Jim Devine wrongly defines "real real subjection" of labor to capital
("the capitaists control the production process...."). The Marxist
definition is that no matter how highly skilled (or not) a worker is,
the skills are useless outside of the context of capitalist production.
This may appear to be the same definition but isn't.

And -- I've been reading all the talk about, what is a worker? Wrong
question. Right one is, "what is a wage worker?" Part of the definition
is given above. The most important part is that the wage worker is a
"bearer" of the fictitious commodity laborpower, which is "variable
capital." It's variable capital in the quantitative sense (can produce
more value than is required for its own reproduction) because it's
variable in the qualitative sense (can be used to accomplish many
and different tasks, cf drive for more flexibility and intensification of
labor in world capitalism since the late 1970s and 1980s).
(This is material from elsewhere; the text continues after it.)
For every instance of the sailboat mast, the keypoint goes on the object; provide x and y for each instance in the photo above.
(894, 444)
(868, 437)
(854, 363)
ALL of
Marx's categories are two-sided -- there is a quantitative (economic)
and sociological (qualitative) side. That goes for S/V, turnover time
for capital, costs of the elements of C and V, etc.

Another way to look at "worker": someone who is supposed to obey orders and
also think for herself at the same time. Someone who objectifies her own
subjectivity, in the labor market, a subjectivity that nevertheless is carried into
production. Someone who resists capital, and rebels. Etc.